Autor: Michael Fritsche
Vor den Toren Greifswalds befindet sich dieses Dorf Görmin. Da unsere Hansestadt wächst, belebt es auch das direkte Umland. Das wirkt sich ebenso auf den Sport aus. Paradebeispiel für diese Entwicklung ist Berlin, in dessen Speckgürtel sich eine Vielzahl von Ober-, Verbands- und Landesligisten tummeln. Auch in Görmin hält sich der SV 90 schon eine ganze Weile mit beachtlichen Platzierungen auf Landesebene.

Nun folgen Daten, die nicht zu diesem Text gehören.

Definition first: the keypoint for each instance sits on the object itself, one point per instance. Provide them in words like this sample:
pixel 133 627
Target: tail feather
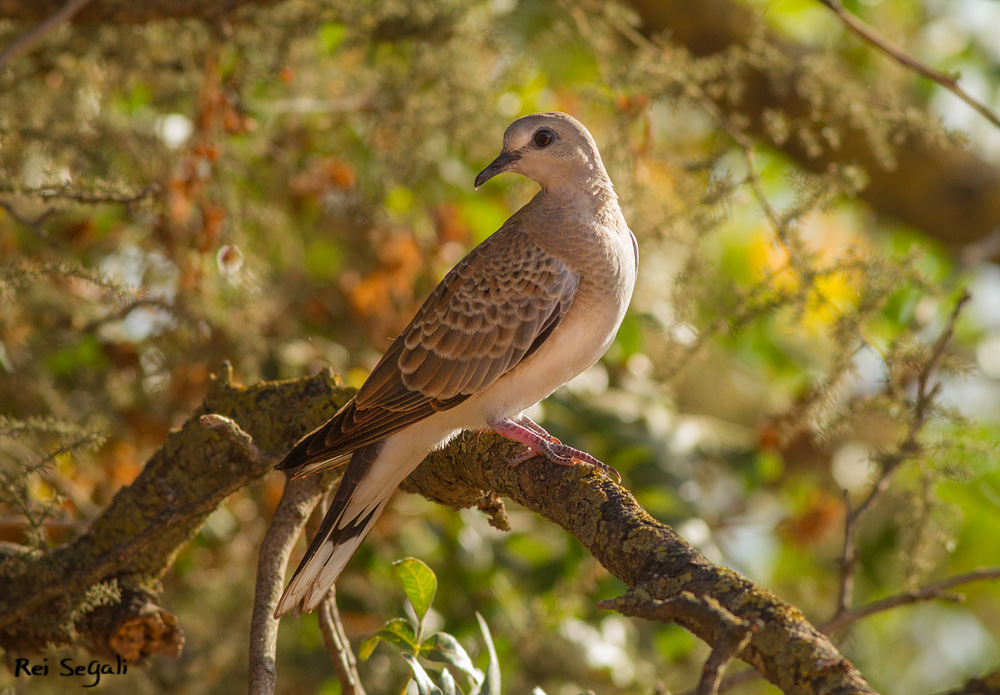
pixel 347 522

Das Peenetal-Stadion und die erste Herrenmannschaft sind die Aushängeschilder des Vereins. Es läuft gut. „An ein paar Stellen könnte es noch besser sein!“, so ein Fan der Görminer. Jede helfende Hand ist praktisch in diesen kleinen Vereinen willkommen. Unweit der sich schlängelnden Peene, oder wie der Fluss auch genannt wird – der Amazonas Vorpommerns, befindet sich ein Sportplatz mit überdachter Sitzplatztribüne, von welcher aus der Zuschauer einen SV 90 Görmin sehen konnte, der nur knapp den Sprung in die Verbandsliga verpasste. Der große Konkurrent in der abgelaufenen Saison hieß TSG Neustrelitz II. Görmin kämpfte dort nicht nur gegen diese Mannschaft, sondern auch gegen Regionalliga-Spieler und Abstimmungsfehler zwischen zwei Verbänden, dem Landesverband auf der einen Seite und dem Nord-Ostdeutschen Fußballverband auf der anderen. Ohne Begrenzung konnten somit Halb-Profis gegen die Feierabendfußballer der Landesliga eingesetzt werden. Unter Wettbewerbsverzerrung lässt sich die ganze Tragödie zusammenfassen. Die Görminer sagten: „Es hat nicht sollen sein. Dann greifen wir in der nächsten Saison wieder an!“. Vor diesem heutigen Spiel gegen den Spitzenreiter FSV 1919 Malchin lag Görmin auf dem dritten Platz und hatte den zweitbesten Sturm. Die Malchiner sind die mit der besten Abwehr der Liga – also gute Voraussetzungen für ein spannendes Spiel. Das sollte es auch werden.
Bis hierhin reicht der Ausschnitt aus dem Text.